Dès lors, même si, en l’espèce, la société Wolfferts reste en défaut de produire des éléments de preuve complètement probants aux yeux du tribunal, ce sont ses déclarations qui doivent rester à la base de l’imposition, car elles introduisent une probabilité appelant de de la part de l’administration une riposte compte tenu des moyens et informations à sa disposition.
La carence de l’administration de renverser cette apparence implique nécessairement que les déclarations du contribuable doivent être considérées comme établies.
Il y a partant lieu à faire droit aux conclusions de la demanderesse et d’admettre la déductibilité du forfait litigieux et de réformer tant le bulletin de l’impôt sur le revenu des collectivités pour l’année 1991 que le bulletin de l’impôt commercial communal pour l’année 1991 en ce sens.
Une conclusion identique fondée sur les mêmes motifs s’impose en ce qui concerne la décision de refus du report des pertes de l’année 1990, dès lors que, en l’absence de production du dossier fiscal et à défaut d’effort de précision et de preuve de la part de l’administration, il ne se dégage pas des éléments qui sont à la disposition du tribunal pour quels motifs l’administration a refusé ledit report. L’administration reste partant en défaut de justifier à suffisance de droit sa décision, étant entendu qu’elle n’établit pas avoir rempli son rôle actif obligatoire dans la détermination de la situation objective.
Cette conclusion n’est pas énervée par les conclusions du délégué du gouvernement qui, tout en reconnaissant que suite à l’arrêt FUTURA, précité, de la Cour de Justice des Communautés Européennes, l’administration ne saurait plus invoquer, à l’appui d’un refus du report des pertes antérieures, le fait que le contribuable non-résident n’a pas tenu et conservé au Luxembourg une comptabilité séparée de son établissement stable luxembourgeois, mais qu’il n’en resterait pas moins que le contribuable devrait rapporter la preuve de l’effectivité des pertes subies, dès lors que le rôle actif ne revient au contribuable qu’après avoir été mis en mesure de ce faire par l’administration.
Le report déficitaire de la perte réalisée au cours de l’année d’imposition 1990 doit partant être admis et les bulletins sont à réformer en ce sens.
La demande de Wolfferts en allocation d’une indemnité de procédure est à abjuger, les conditions de l’article 131-1 du code de procédure civile n’étant pas remplies.

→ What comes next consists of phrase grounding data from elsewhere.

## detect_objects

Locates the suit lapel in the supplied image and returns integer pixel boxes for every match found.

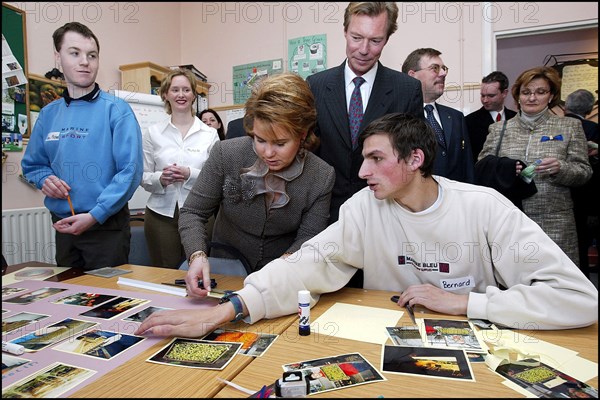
[363,65,393,128]
[324,64,352,148]
[481,107,494,124]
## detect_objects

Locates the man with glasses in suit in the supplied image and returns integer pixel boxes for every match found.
[402,48,474,183]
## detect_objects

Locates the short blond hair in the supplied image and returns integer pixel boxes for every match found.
[159,68,198,115]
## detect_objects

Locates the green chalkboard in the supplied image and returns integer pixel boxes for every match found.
[2,3,30,141]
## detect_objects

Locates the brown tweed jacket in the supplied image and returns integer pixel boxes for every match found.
[179,136,335,271]
[479,111,591,263]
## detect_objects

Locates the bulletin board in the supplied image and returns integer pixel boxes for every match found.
[2,3,29,139]
[232,58,283,105]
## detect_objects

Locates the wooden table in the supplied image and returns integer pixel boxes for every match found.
[214,287,599,398]
[4,264,597,398]
[58,264,296,398]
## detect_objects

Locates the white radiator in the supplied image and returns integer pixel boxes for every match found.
[2,207,56,265]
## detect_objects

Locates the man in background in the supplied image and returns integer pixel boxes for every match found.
[565,88,599,279]
[22,22,142,270]
[466,71,517,160]
[225,117,246,139]
[306,2,423,225]
[402,48,474,183]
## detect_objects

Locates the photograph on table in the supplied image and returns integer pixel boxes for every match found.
[386,326,424,347]
[421,318,487,354]
[146,338,241,370]
[381,345,475,381]
[283,352,386,395]
[79,296,150,320]
[53,329,146,360]
[2,354,32,376]
[9,318,98,352]
[3,287,68,305]
[201,328,279,357]
[1,362,96,398]
[2,287,27,297]
[2,311,50,335]
[52,292,116,307]
[123,305,173,323]
[494,358,598,398]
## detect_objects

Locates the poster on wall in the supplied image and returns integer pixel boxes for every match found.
[288,34,327,79]
[232,59,283,105]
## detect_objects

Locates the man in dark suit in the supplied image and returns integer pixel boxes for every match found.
[402,48,474,183]
[225,117,246,139]
[465,71,517,160]
[306,2,423,225]
[565,88,599,278]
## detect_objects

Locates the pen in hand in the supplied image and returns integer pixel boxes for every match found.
[173,278,216,289]
[66,194,75,216]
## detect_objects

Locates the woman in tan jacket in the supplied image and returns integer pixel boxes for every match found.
[479,66,592,265]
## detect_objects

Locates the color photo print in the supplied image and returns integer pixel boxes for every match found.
[79,296,150,320]
[495,359,598,398]
[2,311,50,335]
[201,328,279,357]
[123,305,173,323]
[53,329,146,360]
[2,362,96,398]
[146,338,241,370]
[283,352,386,395]
[422,318,486,354]
[381,345,475,381]
[51,292,116,307]
[9,318,98,352]
[3,287,68,305]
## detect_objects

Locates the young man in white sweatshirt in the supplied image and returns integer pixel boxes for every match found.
[136,113,597,338]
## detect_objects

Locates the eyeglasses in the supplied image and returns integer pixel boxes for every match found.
[418,64,449,75]
[520,89,550,97]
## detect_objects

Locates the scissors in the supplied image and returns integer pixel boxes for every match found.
[391,295,417,325]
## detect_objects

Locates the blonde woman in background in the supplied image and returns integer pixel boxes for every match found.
[141,68,219,268]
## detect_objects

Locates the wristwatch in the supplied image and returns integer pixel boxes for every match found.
[219,292,245,323]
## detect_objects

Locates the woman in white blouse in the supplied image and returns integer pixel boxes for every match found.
[141,68,219,268]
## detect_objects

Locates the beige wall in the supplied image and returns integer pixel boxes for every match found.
[2,2,598,211]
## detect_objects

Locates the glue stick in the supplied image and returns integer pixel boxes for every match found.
[298,290,311,336]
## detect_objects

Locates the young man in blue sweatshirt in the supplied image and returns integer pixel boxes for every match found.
[22,22,142,270]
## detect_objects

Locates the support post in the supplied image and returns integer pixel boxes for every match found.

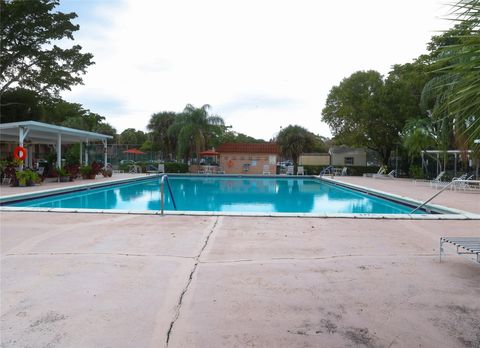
[57,133,62,168]
[454,153,457,177]
[85,140,89,165]
[102,139,108,169]
[80,142,83,165]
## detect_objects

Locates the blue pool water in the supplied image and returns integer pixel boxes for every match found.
[7,176,428,214]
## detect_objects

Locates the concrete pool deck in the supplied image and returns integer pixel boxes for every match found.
[1,176,479,347]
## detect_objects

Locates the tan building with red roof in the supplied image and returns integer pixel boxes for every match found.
[217,143,279,175]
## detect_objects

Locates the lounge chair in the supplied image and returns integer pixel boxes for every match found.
[440,237,480,263]
[147,163,165,174]
[297,166,304,175]
[429,171,446,188]
[341,167,348,176]
[216,167,225,174]
[286,165,294,175]
[262,164,270,175]
[373,168,396,179]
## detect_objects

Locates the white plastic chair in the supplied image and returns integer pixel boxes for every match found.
[297,166,304,175]
[286,165,294,175]
[262,164,271,175]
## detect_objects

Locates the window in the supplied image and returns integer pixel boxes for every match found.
[344,157,354,165]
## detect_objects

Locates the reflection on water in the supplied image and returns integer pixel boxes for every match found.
[11,177,424,214]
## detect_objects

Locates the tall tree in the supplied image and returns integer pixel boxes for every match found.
[147,111,177,158]
[168,104,224,160]
[322,66,428,164]
[0,0,94,98]
[424,2,480,145]
[322,70,392,163]
[275,125,316,165]
[118,128,147,145]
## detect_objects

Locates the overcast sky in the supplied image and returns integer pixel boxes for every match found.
[59,0,452,141]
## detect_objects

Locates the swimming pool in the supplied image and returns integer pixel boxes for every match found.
[5,176,433,214]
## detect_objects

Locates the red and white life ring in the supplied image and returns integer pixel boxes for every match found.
[13,146,27,160]
[227,159,234,168]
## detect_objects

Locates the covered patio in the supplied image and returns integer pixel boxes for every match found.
[0,121,113,169]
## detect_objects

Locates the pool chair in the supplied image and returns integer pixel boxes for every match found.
[146,163,165,174]
[286,165,294,175]
[373,169,396,179]
[440,237,480,263]
[216,167,225,174]
[297,166,305,175]
[262,164,271,175]
[429,171,446,187]
[341,167,348,176]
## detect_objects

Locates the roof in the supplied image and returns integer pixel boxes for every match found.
[217,143,279,154]
[0,121,113,144]
[329,145,366,155]
[199,150,220,156]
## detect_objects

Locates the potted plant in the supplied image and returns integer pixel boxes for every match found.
[101,166,113,177]
[65,164,79,181]
[80,165,94,179]
[15,170,40,187]
[57,167,70,182]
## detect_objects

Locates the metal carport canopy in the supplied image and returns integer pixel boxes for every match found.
[0,120,112,144]
[0,121,113,168]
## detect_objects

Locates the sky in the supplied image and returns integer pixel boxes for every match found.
[58,0,452,141]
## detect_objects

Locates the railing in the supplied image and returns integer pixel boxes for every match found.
[319,165,333,176]
[410,179,461,214]
[160,174,177,215]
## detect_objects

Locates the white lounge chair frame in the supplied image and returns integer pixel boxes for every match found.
[440,237,480,263]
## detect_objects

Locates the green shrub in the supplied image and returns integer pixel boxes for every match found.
[408,164,425,179]
[15,170,39,186]
[165,162,189,173]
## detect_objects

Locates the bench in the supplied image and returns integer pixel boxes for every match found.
[440,237,480,263]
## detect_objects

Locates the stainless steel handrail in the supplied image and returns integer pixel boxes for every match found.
[160,174,177,214]
[410,179,461,214]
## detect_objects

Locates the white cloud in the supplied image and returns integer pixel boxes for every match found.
[62,0,451,140]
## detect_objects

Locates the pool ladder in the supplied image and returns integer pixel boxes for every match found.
[160,174,177,215]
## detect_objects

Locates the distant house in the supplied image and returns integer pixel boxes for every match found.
[217,143,279,174]
[299,153,330,166]
[329,146,367,166]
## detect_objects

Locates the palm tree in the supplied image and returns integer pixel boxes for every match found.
[147,111,177,159]
[168,104,224,160]
[427,0,480,144]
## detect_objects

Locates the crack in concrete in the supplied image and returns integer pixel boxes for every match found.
[165,217,219,347]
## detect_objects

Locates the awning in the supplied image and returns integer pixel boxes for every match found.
[199,150,220,157]
[0,120,113,144]
[0,120,113,169]
[123,148,145,155]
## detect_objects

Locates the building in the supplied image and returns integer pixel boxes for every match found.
[299,153,330,166]
[217,143,279,174]
[329,145,367,167]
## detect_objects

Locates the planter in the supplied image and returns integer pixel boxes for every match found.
[59,176,70,182]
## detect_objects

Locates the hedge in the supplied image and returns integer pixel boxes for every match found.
[164,162,189,173]
[118,162,189,173]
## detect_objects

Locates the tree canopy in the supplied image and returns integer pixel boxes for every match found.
[168,104,224,160]
[275,125,317,165]
[322,64,428,164]
[0,0,94,99]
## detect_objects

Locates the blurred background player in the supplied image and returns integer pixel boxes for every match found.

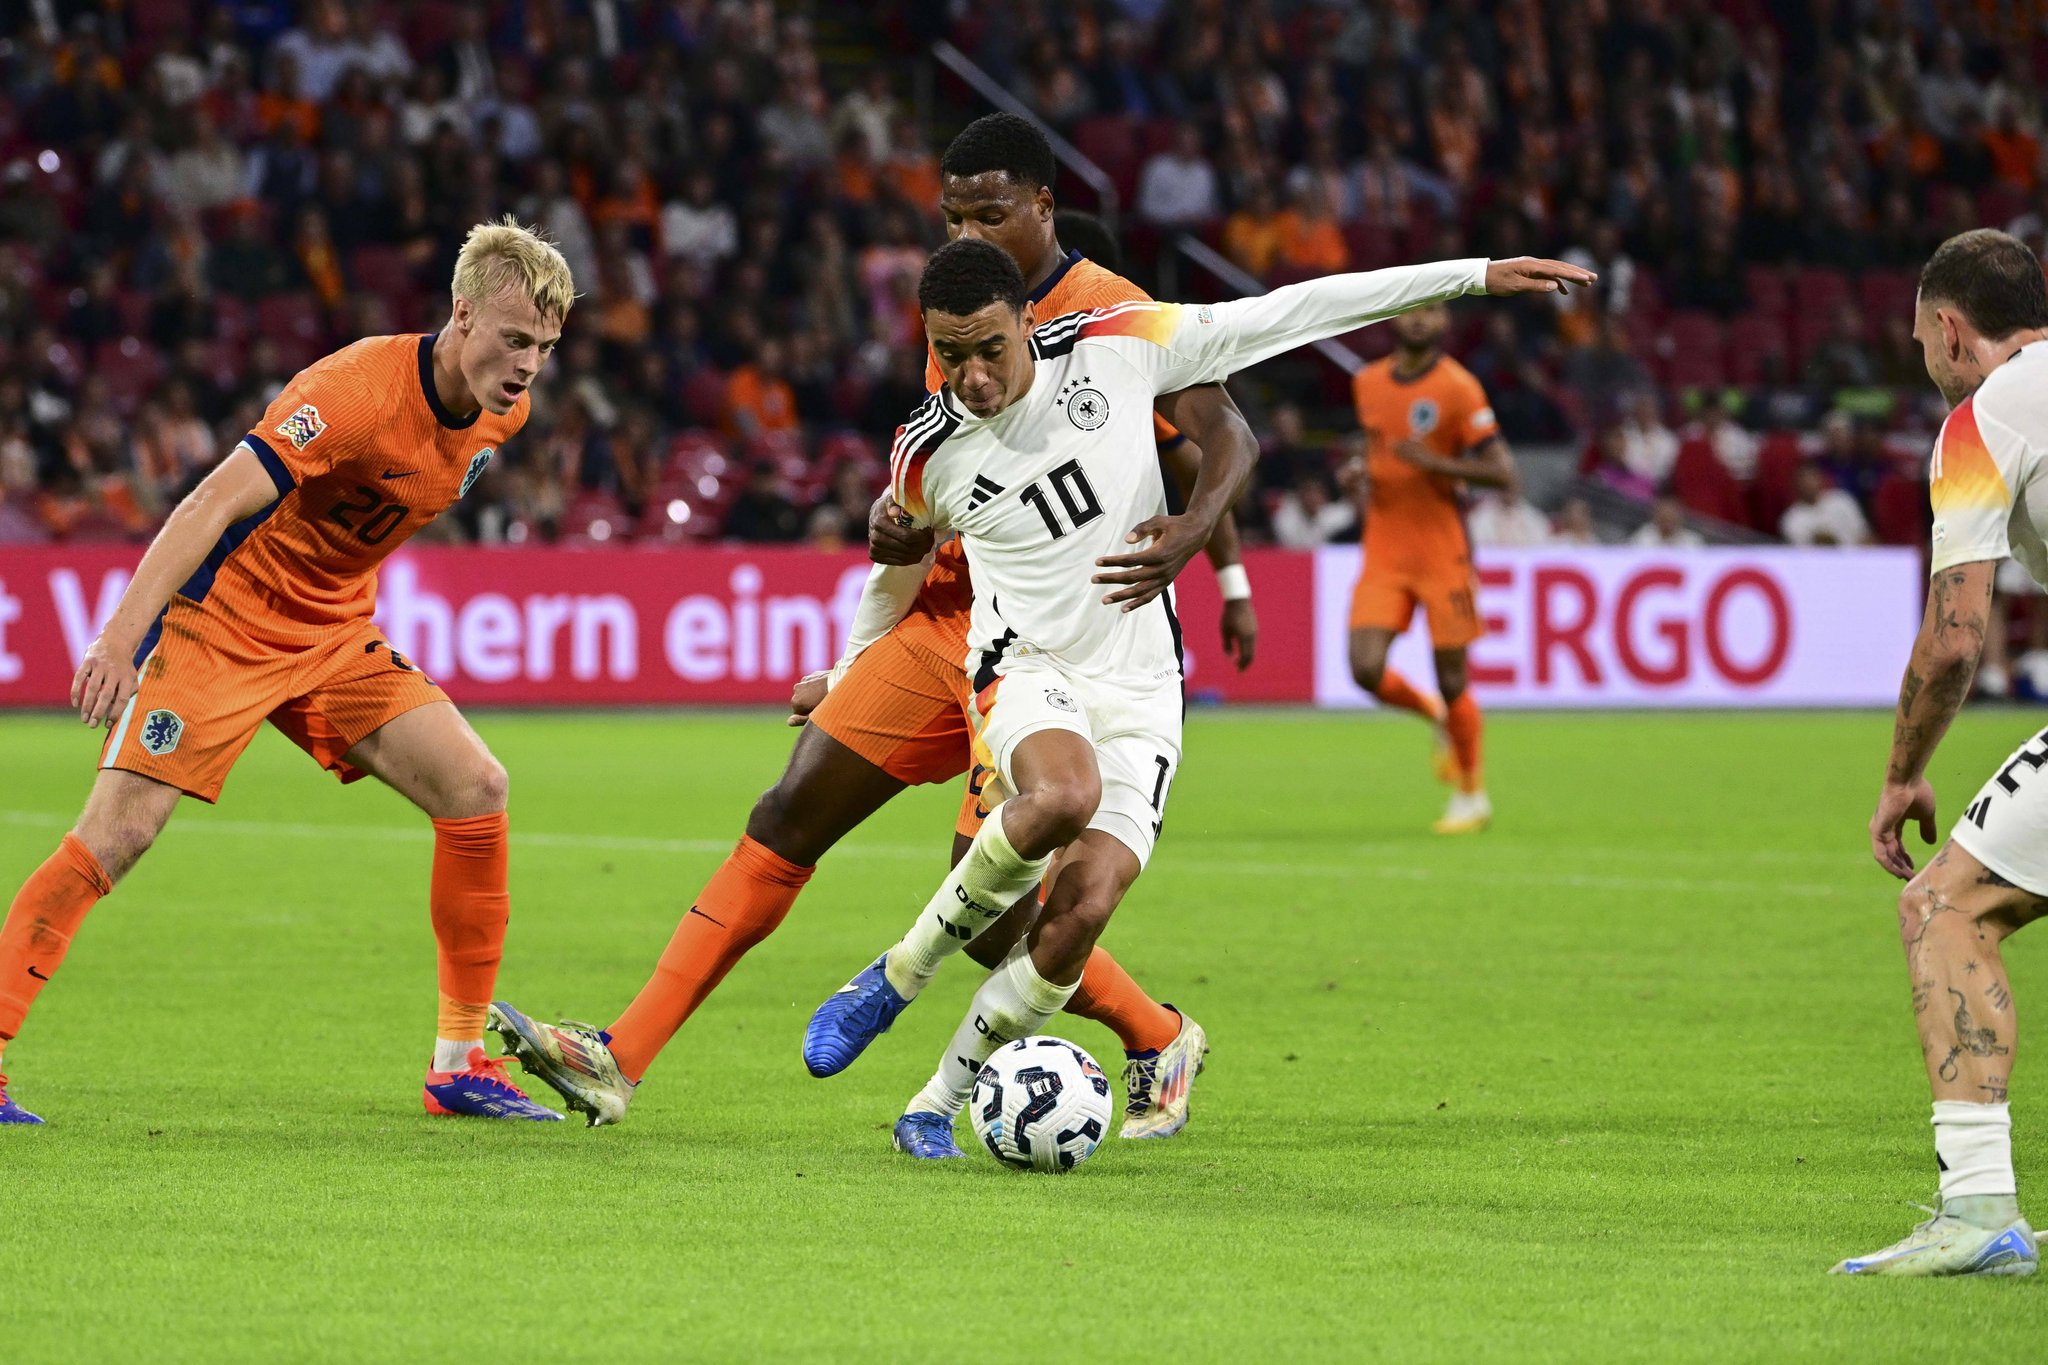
[1844,229,2048,1277]
[489,115,1255,1141]
[0,220,571,1125]
[1341,303,1511,834]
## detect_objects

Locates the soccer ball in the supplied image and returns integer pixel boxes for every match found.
[969,1036,1114,1173]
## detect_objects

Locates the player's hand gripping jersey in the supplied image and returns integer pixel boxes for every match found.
[889,259,1493,690]
[102,334,526,801]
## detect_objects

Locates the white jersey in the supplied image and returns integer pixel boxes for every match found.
[1930,341,2048,583]
[887,258,1491,689]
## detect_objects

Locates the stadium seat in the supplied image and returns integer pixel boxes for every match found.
[0,495,49,545]
[1662,312,1729,390]
[1670,438,1747,524]
[116,290,152,336]
[349,246,417,300]
[1342,223,1396,271]
[815,430,881,476]
[90,337,165,413]
[1750,431,1805,533]
[1857,268,1918,335]
[256,293,325,350]
[1071,116,1142,205]
[1725,314,1790,385]
[679,368,728,426]
[1743,266,1789,318]
[1790,266,1852,321]
[1871,474,1929,546]
[562,490,631,546]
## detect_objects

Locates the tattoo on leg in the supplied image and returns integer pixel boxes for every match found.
[1913,978,1935,1014]
[1940,1047,1962,1083]
[1950,986,2010,1062]
[1982,1075,2009,1102]
[1978,866,2020,889]
[1988,980,2013,1013]
[1966,960,1981,974]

Par ces motifs le tribunal administratif, deuxième chambre, statuant contradictoirement, 7 reçoit le recours en réformation en la forme, au fond le déclare justifié, dit que le forfait litigieux de 6% du chiffre d’affaires réalisé par l’établissement stable luxembourgeois de la société Wolfferts sur le chantier … à Bascharage est déductible et que le report déficitaire de la perte réalisée au cours de l’année d’imposition 1990 doit être admis, dit que le bulletin de l’impôt sur le revenu des collectivités pour l’année 1991 ainsi que corrélativement le bulletin de l’impôt commercial communal pour l’année 1991 sont à réformer en ce sens, renvoie le dossier au bureau d’imposition compétent à l’effet de redresser l’imposition entreprise dans le sens du dispositif du présent jugement, rejette la demande en allocation d’une indemnité de procédure, met les frais à charge de l’Etat.
Ainsi jugé par:
M. Schockweiler, vice-président M. Campill, premier juge Mme Lamesch, juge et lu à l’audience publique du 11 mars 1998, par le vice-président, en présence du greffier.